In a joint statement on the matter, 10 Dutch issuers of ABS - among them ABN AMRO, ING and Rabobank - as well as the Holland Financial Centre said they sent a letter to the ECB conveying that they "fully subscribe to the objectives of the European Central Bank of restoring confidence and facilitating investment in the structured finance markets across Europe and that they agree that requiring loan-level data being made available to investors will contribute to meeting these objectives."
But, at the same time, the signatories were still discussing their participation in the warehouse with the ECB. "The Dutch issuers have raised their concerns regarding the information that was provided in respect of the funding, functioning and objectives of the European DataWarehouse," they said.
Veenman said that Dutch originators - which are overwhelmingly RMBS issuers - have come together to come up with a single standard for mortgage-backeds. The goal is to have investor reports issued on a monthly basis for RMBS and to have the same table of contents and main definitions in the prospectuses and transaction documents. Veenman said that Dutch banks should be compliant on this front potentially by the end of October.
The Dutch are also launching a Web site with this information, stats on the Dutch housing and mortgage markets and possibly more. "It is currently being investigated whether loan-level data can be made available to investors (including the ECB) through the portal as well," according to the statement signed by the Dutch ABS participants.
The ECB, on the other hand, is trying to steer the Dutch toward ED.
"We'd like to see the Dutch participate - this is a shared message from the Dutch Central Bank, the European Central Bank and all members of the governing council," Gonzalez said.
If they stay aloof, as it now stands the Dutch will lose the ability to repo their transactions with the Central Bank at some point. Sources believe some kind of rapprochement is the most likely scenario.
U.K. Reigns over Issuance
For the Brits, however, there is a different dynamic at play. Originators there can rely on the Bank of England's new Funding for Lending Scheme, which if successful would presumably reduce any reliance they might have had on ECB funding. U.K. issuers have also been more successful of late in placing their deals with market investors, notably U.S. buyers hungry for the kind of yields that are a rare thing at home.

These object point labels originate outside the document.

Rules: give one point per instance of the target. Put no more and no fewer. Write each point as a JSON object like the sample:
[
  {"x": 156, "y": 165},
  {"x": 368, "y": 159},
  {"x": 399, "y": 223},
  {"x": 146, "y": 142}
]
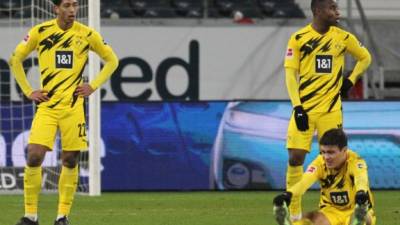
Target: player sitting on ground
[{"x": 345, "y": 195}]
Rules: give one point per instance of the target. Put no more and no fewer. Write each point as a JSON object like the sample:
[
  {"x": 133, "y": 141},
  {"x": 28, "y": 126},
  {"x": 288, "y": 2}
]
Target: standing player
[
  {"x": 314, "y": 67},
  {"x": 345, "y": 195},
  {"x": 62, "y": 45}
]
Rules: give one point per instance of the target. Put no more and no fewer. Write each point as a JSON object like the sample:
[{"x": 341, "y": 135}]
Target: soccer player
[
  {"x": 314, "y": 66},
  {"x": 345, "y": 195},
  {"x": 62, "y": 45}
]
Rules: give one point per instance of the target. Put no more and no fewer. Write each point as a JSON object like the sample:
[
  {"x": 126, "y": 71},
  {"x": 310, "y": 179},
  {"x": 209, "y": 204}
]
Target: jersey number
[
  {"x": 323, "y": 64},
  {"x": 340, "y": 198},
  {"x": 82, "y": 129},
  {"x": 64, "y": 59}
]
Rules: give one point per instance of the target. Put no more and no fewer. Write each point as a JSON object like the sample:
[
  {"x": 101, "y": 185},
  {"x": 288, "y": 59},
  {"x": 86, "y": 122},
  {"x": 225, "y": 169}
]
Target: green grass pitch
[{"x": 179, "y": 208}]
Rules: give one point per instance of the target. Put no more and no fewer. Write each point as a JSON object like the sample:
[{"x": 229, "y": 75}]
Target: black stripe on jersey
[
  {"x": 77, "y": 80},
  {"x": 67, "y": 43},
  {"x": 338, "y": 77},
  {"x": 298, "y": 36},
  {"x": 340, "y": 184},
  {"x": 307, "y": 83},
  {"x": 43, "y": 71},
  {"x": 55, "y": 104},
  {"x": 54, "y": 89},
  {"x": 51, "y": 41},
  {"x": 326, "y": 47},
  {"x": 85, "y": 49},
  {"x": 310, "y": 46},
  {"x": 328, "y": 182},
  {"x": 352, "y": 180},
  {"x": 49, "y": 78},
  {"x": 74, "y": 98},
  {"x": 43, "y": 28},
  {"x": 312, "y": 94},
  {"x": 334, "y": 101}
]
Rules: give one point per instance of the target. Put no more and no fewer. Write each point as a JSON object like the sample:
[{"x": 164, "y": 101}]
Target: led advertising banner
[{"x": 210, "y": 145}]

This does not mean that the Brits have not or will not use the ECB's repo facility. Many of the largest among them have been issuing euro tranches and, with their branches in the continent, fulfill all the criteria for ECB funding, said a source at a British originator.

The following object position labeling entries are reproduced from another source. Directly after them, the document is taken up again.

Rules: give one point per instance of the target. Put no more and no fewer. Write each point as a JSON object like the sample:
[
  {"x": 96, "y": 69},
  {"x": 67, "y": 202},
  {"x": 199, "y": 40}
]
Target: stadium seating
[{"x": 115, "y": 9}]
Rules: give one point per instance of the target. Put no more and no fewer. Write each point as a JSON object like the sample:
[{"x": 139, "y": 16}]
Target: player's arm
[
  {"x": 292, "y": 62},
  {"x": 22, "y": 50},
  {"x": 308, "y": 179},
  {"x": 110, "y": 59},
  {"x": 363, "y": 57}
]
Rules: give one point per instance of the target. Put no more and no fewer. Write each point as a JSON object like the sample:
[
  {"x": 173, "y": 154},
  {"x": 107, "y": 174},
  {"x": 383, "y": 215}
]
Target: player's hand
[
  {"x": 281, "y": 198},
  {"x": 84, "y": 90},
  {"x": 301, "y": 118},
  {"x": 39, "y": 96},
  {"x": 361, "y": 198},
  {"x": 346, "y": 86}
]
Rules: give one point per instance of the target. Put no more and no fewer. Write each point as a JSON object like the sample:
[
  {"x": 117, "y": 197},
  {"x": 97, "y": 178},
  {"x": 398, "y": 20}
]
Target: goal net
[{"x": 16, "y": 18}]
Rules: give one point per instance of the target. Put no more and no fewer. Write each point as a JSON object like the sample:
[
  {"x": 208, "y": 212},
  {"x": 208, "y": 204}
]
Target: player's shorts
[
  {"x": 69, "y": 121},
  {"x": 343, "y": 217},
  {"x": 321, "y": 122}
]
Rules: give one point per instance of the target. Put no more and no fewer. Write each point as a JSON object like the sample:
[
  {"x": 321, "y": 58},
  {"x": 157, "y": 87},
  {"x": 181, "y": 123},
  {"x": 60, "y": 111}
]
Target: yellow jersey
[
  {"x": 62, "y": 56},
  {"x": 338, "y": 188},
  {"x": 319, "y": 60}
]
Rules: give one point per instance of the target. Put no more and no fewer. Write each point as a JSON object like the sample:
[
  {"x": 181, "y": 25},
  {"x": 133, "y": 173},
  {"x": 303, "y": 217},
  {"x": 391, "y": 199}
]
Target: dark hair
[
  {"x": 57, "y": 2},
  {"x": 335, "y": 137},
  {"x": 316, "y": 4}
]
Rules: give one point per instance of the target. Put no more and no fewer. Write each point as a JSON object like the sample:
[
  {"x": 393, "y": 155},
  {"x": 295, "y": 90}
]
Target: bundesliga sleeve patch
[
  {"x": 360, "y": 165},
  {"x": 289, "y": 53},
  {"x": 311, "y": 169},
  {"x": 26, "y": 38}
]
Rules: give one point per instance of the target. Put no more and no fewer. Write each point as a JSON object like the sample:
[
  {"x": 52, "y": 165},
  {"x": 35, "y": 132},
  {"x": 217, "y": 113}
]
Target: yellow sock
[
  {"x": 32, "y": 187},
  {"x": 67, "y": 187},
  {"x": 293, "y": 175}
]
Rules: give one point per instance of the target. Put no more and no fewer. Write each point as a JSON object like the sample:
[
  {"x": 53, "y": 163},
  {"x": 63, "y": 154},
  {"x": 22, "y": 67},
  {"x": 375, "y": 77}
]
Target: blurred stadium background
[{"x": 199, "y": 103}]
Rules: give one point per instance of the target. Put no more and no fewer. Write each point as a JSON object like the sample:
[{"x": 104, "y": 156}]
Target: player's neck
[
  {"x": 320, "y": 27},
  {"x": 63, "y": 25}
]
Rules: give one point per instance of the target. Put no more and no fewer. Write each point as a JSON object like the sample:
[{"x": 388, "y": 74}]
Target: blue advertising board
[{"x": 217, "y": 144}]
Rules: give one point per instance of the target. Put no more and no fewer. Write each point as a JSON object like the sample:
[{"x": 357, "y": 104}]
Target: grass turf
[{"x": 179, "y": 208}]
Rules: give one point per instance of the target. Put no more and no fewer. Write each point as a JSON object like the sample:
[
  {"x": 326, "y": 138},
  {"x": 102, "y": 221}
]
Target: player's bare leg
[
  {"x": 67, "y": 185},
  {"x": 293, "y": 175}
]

The eurozone mess and regulatory uncertainty are at the root of inactivity in the rest of the region. Proponents of ED say that the warehouse will not fix everything but that it should help bring investors back to these more embattled segments of the market.
"The warehouse will work not just because [ECB] funding is critical for a very significant number of banks in the moment, but also because investors have also told us they now want a central and independent point to access their data," Gonzalez said. "That being said, this is a crisis that is not going to disappear in the next few years, and therefore it's doubly important that the warehouse gets up and running and loan-level information starts flowing to the market as soon as possible."

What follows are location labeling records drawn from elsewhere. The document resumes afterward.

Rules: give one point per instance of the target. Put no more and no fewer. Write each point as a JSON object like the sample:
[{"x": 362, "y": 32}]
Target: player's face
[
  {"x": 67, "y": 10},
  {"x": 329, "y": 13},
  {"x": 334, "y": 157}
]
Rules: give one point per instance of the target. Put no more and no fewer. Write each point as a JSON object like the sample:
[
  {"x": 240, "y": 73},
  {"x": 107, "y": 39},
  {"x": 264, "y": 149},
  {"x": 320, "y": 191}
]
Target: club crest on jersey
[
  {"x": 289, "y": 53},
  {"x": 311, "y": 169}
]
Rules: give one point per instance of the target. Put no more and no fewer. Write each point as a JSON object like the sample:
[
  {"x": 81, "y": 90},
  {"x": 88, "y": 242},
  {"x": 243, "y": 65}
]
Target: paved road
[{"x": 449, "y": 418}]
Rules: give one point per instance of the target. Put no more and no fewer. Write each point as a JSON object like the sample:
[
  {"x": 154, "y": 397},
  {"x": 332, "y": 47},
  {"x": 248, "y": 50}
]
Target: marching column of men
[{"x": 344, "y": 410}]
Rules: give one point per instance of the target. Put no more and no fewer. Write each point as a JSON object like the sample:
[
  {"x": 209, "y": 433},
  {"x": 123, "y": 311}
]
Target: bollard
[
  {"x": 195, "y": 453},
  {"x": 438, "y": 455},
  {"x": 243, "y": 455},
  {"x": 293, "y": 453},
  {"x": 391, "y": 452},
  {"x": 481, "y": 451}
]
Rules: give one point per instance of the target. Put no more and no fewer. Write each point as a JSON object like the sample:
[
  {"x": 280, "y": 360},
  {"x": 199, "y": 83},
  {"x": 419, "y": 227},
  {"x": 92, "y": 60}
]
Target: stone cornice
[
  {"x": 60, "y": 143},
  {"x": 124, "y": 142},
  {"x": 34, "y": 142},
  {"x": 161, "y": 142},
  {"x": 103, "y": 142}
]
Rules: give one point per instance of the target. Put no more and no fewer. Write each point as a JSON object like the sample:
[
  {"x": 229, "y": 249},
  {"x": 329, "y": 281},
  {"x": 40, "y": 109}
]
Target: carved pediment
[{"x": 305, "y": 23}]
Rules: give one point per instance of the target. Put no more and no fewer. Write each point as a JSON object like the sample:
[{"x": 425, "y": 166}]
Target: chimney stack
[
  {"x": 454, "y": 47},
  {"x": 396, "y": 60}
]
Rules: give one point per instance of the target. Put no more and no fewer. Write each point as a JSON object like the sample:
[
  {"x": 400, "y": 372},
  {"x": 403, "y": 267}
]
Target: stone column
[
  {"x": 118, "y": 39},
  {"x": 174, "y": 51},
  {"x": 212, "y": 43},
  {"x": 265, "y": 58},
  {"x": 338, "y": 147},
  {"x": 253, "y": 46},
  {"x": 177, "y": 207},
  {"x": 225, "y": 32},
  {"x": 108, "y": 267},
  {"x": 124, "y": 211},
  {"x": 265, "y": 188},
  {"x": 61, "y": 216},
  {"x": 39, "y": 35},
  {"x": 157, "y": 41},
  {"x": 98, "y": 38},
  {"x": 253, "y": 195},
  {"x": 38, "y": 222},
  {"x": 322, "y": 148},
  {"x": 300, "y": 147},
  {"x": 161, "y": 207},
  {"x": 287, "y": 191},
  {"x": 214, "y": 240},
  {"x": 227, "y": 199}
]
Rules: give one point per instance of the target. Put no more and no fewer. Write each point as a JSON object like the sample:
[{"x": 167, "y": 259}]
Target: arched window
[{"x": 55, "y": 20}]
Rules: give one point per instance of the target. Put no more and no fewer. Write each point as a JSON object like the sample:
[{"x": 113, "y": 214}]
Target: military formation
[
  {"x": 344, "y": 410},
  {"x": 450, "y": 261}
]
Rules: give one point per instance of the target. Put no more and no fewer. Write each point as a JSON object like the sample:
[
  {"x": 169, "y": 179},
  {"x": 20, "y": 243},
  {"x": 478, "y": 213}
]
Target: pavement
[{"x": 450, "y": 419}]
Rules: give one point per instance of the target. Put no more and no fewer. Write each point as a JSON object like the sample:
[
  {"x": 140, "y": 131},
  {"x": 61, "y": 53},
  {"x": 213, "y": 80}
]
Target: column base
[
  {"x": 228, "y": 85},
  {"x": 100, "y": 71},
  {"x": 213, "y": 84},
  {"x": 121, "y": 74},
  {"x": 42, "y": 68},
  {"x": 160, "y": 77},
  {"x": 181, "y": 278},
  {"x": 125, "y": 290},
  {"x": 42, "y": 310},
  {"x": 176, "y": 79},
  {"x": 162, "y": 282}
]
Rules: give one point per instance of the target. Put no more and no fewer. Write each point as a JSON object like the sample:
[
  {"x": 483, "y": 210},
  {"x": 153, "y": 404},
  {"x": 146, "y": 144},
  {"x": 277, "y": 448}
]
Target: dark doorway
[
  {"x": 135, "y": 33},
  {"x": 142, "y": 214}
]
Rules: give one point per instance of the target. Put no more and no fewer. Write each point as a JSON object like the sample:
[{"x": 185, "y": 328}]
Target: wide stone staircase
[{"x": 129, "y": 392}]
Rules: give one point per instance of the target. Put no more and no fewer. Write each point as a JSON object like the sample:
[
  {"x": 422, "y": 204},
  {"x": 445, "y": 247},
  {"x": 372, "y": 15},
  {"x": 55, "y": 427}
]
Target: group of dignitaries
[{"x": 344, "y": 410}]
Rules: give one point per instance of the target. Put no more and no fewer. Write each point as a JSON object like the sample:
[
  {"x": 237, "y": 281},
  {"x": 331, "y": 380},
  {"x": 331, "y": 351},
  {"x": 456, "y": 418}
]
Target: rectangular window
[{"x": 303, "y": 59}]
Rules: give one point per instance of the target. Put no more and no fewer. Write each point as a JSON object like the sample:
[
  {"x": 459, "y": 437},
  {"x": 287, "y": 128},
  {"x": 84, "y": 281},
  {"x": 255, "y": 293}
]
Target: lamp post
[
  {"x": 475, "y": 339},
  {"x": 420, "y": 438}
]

But BofA Merrill analysts said in a report that ED could inadvertently bump up the costs of doing RMBS vis-Ã -vis covered bonds, given that the former now have even more extensive disclosure requirements.
"We suspect that this will be one more nail in the coffin of peripheral RMBS," the analysts said. "Yet peripheral countries need SME and consumer ABS as a way to access liquidity through ECB, hence the need to comply with loan-by-loan disclosure requirements."
Ironically, the analysts see U.K. and Dutch issuers as the best equipped to comply.
At any rate, the Bank of England already makes loan-level data mandatory for receiving collateralized funding and uses templates modeled after the ECB's. Lewtan runs a Web site called the Global ABS Portal that collects the loan-level data in the U.K. and makes it available to anyone.
Burdell said that ED would certainly like to see everyone who's eligible to participate. "We're trying to get as many people as possible to participate in our workshops, webinars and even through the press so hopefully no one's surprised come December," he added.
Whatever the actual percentage of the European marketplace that decides to use ED, the warehouse inarguably represents a leap forward in the region's efforts to put collateral under the microscope. This will create an unprecedented opportunity to compare deals across the countries and collateral.
"It'll be a standardized pan-European database, and as a result it will allow us to build standardized pan-European models," said the investor. "So we'll be able to compare a Spanish deal to a Dutch deal and what is truly cheap and what's dear."